The Empire Mall
- Location: Sioux Falls, South Dakota, United States
- Coordinates: 43°30′38″N 96°46′33″W﻿ / ﻿43.51058°N 96.77575°W
- Opened: 1975
- Previous names: Sioux Empire Plaza
- Developer: General Growth Development Corp.
- Management: Dan Gies
- Owner: Simon Property Group
- Architect: Derwood Quade
- Stores: 140 (in 2017)
- Anchor tenants: 5 (4 open, 1 vacant)
- Floor area: 1,027,280 square feet (95,437 m^{2})
- Floors: 1
- Public transit: Sioux Area Metro
- Website: simon.com/mall/the-empire-mall

= The Empire Mall =

The Empire Mall is a shopping mall in Sioux Falls, South Dakota, United States. The anchor stores are Dillard's, Macy's, Dick's Sporting Goods, and JCPenney. The mall is owned by Simon Property Group.

==History==

Originally developed in 1974-75 by Des Moines-based General Growth Development Corp., it opened as the Sioux Empire Plaza. It was originally opened with the anchors being JCPenney, Herberger’s, & Younkers. It was sold to the IBM Pension Fund in 1985 while General Growth continued to manage the property. In 1998, it was acquired by a joint venture of The Macerich Company and Simon Property Group, with Macerich assuming the role of managing partner. In 2012, Simon Property Group became the sole owner of the mall. In 2018, Simon Property Group, owner of the mall, posted a document about plans for the mall after losing two tenants.

In 1978 the mall underwent its first major expansion, with the addition of Dayton's (later Marshall Field's, now Macy's) and 22 other specialty stores.

In 2016, Ron Soucie replaced Dennis Gilliam as manager. In 2017, Dan Gies replaced Ron Soucie.

Younkers closed on August 29, 2018, after its parent company, The Bon-Ton Stores, went out of business.

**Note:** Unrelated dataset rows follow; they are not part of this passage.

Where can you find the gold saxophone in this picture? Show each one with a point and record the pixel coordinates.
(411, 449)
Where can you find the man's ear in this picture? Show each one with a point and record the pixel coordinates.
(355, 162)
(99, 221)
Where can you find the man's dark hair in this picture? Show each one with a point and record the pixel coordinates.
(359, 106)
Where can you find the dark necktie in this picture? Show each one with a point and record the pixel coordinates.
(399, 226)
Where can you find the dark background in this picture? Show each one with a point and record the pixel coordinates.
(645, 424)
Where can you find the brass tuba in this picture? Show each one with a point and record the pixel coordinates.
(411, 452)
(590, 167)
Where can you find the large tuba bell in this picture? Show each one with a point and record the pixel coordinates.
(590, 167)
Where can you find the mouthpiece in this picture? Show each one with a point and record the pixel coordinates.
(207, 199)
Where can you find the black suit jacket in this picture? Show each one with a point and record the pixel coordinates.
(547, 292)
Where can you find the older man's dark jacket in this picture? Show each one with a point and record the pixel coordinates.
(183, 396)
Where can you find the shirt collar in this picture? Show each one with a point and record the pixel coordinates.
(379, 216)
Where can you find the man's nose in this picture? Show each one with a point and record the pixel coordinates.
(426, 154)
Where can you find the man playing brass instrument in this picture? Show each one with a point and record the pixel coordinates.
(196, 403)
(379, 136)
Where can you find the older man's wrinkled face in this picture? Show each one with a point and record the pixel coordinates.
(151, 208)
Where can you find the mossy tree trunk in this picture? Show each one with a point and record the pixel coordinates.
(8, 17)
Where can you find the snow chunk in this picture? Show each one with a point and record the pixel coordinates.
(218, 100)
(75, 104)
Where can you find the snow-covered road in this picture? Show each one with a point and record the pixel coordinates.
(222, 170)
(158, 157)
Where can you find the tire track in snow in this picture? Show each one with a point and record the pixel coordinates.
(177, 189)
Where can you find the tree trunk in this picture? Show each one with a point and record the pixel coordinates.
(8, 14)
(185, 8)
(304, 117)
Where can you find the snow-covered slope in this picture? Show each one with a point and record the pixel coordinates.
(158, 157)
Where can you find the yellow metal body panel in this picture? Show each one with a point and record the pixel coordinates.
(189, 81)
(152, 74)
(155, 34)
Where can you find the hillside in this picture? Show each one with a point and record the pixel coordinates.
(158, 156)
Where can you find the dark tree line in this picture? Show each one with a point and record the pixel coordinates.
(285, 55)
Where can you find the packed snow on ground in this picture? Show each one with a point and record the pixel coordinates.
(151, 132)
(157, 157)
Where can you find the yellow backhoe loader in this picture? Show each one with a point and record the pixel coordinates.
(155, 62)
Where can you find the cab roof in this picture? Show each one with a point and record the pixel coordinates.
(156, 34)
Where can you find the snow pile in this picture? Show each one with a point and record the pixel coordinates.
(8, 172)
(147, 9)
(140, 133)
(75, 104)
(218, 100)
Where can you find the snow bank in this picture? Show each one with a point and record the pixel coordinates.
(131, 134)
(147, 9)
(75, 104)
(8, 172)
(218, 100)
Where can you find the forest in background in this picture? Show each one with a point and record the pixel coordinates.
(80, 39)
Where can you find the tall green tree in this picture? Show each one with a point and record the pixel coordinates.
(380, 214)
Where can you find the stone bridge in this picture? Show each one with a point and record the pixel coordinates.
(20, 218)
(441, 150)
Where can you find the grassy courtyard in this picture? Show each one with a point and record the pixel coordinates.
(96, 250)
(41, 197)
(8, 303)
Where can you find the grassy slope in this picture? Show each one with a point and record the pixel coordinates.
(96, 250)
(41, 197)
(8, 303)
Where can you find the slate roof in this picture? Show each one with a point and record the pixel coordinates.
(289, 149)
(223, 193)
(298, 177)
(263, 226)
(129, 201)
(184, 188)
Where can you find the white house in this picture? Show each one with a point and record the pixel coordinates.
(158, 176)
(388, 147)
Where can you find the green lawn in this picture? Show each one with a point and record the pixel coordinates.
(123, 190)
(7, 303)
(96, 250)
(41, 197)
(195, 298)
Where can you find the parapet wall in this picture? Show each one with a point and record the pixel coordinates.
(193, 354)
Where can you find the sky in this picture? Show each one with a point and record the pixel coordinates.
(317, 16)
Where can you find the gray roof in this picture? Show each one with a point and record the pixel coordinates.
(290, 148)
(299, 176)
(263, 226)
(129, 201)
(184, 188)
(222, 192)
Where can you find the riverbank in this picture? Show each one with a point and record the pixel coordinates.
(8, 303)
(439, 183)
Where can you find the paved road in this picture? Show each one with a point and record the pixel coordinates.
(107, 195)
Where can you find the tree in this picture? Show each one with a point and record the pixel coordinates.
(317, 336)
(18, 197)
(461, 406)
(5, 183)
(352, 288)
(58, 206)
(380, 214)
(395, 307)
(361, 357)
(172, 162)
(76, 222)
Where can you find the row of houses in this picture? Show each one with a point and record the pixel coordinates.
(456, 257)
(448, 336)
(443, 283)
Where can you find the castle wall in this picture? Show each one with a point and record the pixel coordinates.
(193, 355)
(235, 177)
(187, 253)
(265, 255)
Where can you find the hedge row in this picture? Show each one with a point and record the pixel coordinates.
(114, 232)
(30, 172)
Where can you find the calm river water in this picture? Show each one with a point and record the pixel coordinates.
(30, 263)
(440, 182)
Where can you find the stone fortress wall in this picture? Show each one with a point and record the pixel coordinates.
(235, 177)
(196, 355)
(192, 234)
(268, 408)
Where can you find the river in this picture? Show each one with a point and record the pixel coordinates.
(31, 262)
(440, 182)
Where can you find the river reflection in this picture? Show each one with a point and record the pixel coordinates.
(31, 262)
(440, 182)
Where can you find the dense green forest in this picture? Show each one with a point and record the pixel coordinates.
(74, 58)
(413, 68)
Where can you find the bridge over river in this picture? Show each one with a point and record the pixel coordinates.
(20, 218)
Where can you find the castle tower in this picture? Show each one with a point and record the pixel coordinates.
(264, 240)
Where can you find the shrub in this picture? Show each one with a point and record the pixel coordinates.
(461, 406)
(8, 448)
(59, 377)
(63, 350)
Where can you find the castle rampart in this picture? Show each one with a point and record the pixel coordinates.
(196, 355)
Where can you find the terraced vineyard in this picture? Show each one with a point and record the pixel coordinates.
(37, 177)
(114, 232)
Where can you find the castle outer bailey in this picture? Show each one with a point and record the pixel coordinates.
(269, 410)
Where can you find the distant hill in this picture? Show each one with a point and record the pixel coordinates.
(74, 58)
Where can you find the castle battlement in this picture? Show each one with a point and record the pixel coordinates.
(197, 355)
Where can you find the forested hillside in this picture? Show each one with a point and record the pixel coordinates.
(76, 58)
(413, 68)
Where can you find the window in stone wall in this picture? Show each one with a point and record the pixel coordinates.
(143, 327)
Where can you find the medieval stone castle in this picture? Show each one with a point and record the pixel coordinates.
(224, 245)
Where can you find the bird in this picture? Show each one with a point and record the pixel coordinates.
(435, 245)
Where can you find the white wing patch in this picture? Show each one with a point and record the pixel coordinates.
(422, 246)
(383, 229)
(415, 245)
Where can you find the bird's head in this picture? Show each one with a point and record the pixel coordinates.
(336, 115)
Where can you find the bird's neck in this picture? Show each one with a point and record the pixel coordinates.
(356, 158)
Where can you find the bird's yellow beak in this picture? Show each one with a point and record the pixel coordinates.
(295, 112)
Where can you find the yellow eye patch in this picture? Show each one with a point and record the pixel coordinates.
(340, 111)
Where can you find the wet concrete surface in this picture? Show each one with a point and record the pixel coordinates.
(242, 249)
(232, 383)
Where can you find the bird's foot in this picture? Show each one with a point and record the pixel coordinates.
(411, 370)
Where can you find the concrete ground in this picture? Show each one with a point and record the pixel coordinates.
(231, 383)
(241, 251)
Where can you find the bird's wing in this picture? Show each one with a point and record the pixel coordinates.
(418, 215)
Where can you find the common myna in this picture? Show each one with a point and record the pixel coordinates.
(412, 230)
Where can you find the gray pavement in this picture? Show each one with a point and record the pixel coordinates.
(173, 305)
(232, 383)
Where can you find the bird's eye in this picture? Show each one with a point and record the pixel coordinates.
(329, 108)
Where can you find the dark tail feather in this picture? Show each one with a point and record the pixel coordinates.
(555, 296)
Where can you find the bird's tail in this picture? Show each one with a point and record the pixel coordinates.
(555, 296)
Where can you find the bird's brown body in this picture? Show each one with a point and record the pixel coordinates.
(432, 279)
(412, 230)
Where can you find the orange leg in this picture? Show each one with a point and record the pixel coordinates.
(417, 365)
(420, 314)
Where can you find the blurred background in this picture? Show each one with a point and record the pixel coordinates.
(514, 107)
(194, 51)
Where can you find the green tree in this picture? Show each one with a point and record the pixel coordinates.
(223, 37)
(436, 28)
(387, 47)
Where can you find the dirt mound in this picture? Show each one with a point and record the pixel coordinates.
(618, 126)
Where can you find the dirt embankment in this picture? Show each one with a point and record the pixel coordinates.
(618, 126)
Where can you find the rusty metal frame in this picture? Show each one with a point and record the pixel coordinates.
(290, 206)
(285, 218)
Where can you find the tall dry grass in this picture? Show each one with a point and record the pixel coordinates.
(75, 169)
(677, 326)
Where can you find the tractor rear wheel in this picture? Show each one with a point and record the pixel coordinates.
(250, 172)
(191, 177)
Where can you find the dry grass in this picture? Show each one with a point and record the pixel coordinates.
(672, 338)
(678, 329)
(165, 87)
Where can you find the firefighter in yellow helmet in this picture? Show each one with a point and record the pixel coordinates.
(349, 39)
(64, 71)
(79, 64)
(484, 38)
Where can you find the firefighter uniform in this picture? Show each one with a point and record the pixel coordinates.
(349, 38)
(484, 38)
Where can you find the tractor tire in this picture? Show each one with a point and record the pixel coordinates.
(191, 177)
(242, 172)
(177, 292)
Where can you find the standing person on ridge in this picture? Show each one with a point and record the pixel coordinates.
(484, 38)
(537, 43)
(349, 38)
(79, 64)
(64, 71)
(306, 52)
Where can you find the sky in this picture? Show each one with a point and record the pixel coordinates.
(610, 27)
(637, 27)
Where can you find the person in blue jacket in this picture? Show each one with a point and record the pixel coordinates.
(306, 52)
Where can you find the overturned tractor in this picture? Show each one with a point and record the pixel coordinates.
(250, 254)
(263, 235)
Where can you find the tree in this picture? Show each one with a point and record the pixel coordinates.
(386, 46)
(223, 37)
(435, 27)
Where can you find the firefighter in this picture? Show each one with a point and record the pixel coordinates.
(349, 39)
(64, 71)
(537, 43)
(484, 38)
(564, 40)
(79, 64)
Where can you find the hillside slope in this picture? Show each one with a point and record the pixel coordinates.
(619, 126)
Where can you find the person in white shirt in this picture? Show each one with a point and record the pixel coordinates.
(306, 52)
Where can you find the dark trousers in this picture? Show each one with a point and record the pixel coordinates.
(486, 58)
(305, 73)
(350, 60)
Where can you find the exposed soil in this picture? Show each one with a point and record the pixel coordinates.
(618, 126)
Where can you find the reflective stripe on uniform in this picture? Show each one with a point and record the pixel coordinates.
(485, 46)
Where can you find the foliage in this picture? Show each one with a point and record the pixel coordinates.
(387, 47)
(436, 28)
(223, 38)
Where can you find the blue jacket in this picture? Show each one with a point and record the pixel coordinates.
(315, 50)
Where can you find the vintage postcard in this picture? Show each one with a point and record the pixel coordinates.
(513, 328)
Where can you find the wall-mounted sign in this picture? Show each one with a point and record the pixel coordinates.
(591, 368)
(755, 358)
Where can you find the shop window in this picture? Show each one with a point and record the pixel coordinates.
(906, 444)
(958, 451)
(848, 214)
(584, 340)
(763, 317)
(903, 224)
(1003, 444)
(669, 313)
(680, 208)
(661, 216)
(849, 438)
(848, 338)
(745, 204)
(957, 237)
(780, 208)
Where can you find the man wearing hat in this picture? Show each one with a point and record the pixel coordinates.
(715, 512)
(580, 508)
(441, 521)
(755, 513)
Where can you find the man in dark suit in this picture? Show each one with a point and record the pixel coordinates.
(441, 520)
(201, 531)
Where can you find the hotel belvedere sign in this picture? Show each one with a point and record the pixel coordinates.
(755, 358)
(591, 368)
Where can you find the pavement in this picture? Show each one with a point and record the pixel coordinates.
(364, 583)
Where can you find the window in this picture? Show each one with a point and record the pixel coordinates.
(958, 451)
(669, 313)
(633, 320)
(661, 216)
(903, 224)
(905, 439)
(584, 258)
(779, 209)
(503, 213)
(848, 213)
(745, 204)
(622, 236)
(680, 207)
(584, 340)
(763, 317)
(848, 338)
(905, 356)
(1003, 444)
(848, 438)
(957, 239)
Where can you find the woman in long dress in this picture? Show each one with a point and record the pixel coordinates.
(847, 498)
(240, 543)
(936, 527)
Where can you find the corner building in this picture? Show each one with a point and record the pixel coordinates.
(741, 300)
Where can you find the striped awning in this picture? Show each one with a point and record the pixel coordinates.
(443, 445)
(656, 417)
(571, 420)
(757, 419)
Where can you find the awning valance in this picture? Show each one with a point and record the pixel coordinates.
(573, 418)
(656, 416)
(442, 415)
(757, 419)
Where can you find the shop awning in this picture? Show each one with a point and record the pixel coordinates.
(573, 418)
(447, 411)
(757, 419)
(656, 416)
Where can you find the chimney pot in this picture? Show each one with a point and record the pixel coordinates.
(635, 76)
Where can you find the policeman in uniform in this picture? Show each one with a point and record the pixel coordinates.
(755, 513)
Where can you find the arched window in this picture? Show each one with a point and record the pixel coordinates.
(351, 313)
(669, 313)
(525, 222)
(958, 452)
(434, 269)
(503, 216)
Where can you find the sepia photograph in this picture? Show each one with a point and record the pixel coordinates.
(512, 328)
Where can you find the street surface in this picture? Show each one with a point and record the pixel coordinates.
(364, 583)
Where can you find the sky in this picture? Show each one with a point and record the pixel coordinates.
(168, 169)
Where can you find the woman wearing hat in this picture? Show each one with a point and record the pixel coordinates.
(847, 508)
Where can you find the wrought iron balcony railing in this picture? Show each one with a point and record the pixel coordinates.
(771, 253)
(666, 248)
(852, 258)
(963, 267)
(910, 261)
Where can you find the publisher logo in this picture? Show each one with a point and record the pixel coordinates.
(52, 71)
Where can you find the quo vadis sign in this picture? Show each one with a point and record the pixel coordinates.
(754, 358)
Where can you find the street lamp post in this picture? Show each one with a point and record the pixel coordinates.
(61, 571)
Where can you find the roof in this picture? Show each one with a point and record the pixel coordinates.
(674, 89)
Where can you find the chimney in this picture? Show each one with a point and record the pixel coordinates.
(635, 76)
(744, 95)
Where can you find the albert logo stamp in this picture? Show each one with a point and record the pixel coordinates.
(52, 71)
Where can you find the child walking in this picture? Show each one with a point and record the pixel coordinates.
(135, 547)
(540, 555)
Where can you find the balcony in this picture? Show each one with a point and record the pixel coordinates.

Sears closed in September 2018. The vacant Sears store was occupied by a temporary Camping World store from November 2018 to April 2019.

On December 3, 2018, Dillard's announced it would open in the vacant Younkers anchor store, adding 40000 ft2 of space to the existing 100000 ft2 structure. Dillard’s opened in March 2024.